Слуга кивком направил меня к этому человеку, и тот обернулся ко мне. Предзакатное солнце стояло у него за спиной, и я не видел выражения его лица; лишь силуэт, узкий, черный, подсвеченный золотистым закатным светом. Остановившись в нескольких шагах от министра, я низко поклонился, постаравшись, как мог, выразить ему свое почтение:
— Джордано Бруно из Нолы к вашим услугам.

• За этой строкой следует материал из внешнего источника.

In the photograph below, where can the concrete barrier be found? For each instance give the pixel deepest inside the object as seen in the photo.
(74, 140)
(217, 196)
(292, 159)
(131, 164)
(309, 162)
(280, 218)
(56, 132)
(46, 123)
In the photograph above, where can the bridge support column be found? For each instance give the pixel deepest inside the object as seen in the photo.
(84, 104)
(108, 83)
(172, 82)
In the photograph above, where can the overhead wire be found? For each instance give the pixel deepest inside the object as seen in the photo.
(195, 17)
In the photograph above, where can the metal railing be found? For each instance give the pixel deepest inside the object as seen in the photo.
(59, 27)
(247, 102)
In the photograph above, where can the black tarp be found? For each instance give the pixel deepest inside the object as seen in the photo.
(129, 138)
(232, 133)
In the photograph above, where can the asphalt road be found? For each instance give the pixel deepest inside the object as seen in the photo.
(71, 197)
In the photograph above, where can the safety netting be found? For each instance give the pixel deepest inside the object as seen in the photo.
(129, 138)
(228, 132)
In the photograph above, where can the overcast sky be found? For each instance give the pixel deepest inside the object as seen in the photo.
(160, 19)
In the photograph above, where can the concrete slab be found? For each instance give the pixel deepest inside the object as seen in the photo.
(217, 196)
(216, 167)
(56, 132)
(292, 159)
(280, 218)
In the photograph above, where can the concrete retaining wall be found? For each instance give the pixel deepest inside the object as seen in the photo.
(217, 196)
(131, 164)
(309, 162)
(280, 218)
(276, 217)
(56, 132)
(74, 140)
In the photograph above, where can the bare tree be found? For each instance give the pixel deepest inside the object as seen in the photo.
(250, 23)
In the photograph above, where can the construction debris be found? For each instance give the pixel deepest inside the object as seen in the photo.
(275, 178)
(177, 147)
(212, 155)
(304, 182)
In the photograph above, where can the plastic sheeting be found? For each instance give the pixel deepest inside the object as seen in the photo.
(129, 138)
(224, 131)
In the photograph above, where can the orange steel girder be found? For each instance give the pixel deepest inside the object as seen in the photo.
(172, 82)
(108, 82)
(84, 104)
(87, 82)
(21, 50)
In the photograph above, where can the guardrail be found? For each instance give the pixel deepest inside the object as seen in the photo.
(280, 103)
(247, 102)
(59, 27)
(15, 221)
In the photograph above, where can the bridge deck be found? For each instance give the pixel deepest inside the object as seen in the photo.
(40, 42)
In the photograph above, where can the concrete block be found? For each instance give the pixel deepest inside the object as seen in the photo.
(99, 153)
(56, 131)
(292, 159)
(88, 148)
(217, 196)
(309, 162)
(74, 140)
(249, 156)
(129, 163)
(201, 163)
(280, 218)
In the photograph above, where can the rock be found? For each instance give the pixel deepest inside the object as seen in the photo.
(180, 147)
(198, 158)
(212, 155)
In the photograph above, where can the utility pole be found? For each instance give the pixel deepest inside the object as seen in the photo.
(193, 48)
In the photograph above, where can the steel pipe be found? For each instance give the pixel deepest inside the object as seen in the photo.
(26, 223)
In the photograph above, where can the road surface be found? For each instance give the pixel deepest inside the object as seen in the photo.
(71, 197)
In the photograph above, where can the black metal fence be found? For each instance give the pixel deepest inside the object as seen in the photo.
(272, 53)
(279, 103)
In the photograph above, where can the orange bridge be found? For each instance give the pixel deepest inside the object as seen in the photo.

— Buonasera, Signor Bruno, е benvenuto, benvenuto, [6]— приветливо отозвался он и двинулся навстречу, протягивая мне правую руку. По английскому обычаю, мы обменялись рукопожатиями, как равные. Итальянское приветствие из его уст прозвучало почти без жесткого британского акцента, и, когда министр приблизился вплотную, я наконец-то смог рассмотреть его лицо — длинное, вытянутое, казавшееся суровым под плотно прилегавшей к редеющим волосам шапочкой. На вид ему было лет пятьдесят. Глаза сэра Уолсингема светились умом, так что и без слов было ясно: этот человек время на пустяки не тратит и глупцов не терпит. Но на его лице были и следы тяжкой усталости: по-видимому, этот человек нес тяжкое бремя и знавал бессонные ночи.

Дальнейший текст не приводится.